QuickBooks Online subsequently became the larger of Intuit's online and desktop accounting products by revenue. In the first nine months of fiscal 2026, QuickBooks Online Accounting generated $3.73 billion in revenue, compared with $1.27 billion from QuickBooks Desktop Accounting. For the full fiscal year, QuickBooks Online Accounting revenue increased by 23%.

=== Artificial intelligence ===
Generative AI was introduced to QuickBooks with Intuit Assist in 2023, providing personalised financial advice and recommendations. The service was expanded in 2024 to automate tasks such as invoicing and other financial workflows.

In 2025, AI agents were added for accounting, payments, financial analysis and customer management. They can perform tasks such as transaction categorisation, reconciliation and invoice management.
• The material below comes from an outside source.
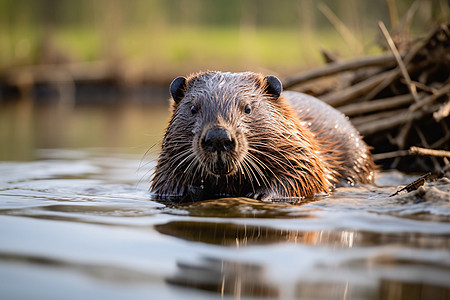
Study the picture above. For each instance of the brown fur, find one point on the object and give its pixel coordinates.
(276, 156)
These capabilities were expanded in 2026 through Intuit Intelligence, which uses QuickBooks business data to answer financial questions and automate multi-step workflows. Intuit has described the broader strategy as moving from conventional financial software towards a "system of intelligence", while retaining human review for higher-stakes decisions.

===QuickBooks Point of Sale===
QuickBooks Point of Sale is software that replaces a retailer's cash register, tracks its inventory, sales, and customer information, and provides reports for managing its business and serving its customers. In early 2023, Intuit announced they would be discontinuing their Point of Sale software on October 3, 2023, including technical support and support of credit card Merchant Services, stating "the platform on which the software is built is unique, requires complex maintenance, and makes introducing new features very difficult". While the software would continue to function for end users after that date, Intuit will no longer provide software updates for security and functionality.

==Add-on programs==
Through the Solutions Marketplace, Intuit encouraged third-party software developers to create programs that fill niche areas for specific industries and integrate with QuickBooks. Intuit partnered with Lighter Capital to create a $15 million fund for developers designing apps for Intuit QuickBooks. The Intuit Developer Network provides marketing and technical resources, including software development kits (SDKs).

Intuit's Lacerte and ProConnect Tax Online tax preparation software for professional accountants who prepare tax returns for a living integrates with QuickBooks in this way. Microsoft Office also integrates with QuickBooks.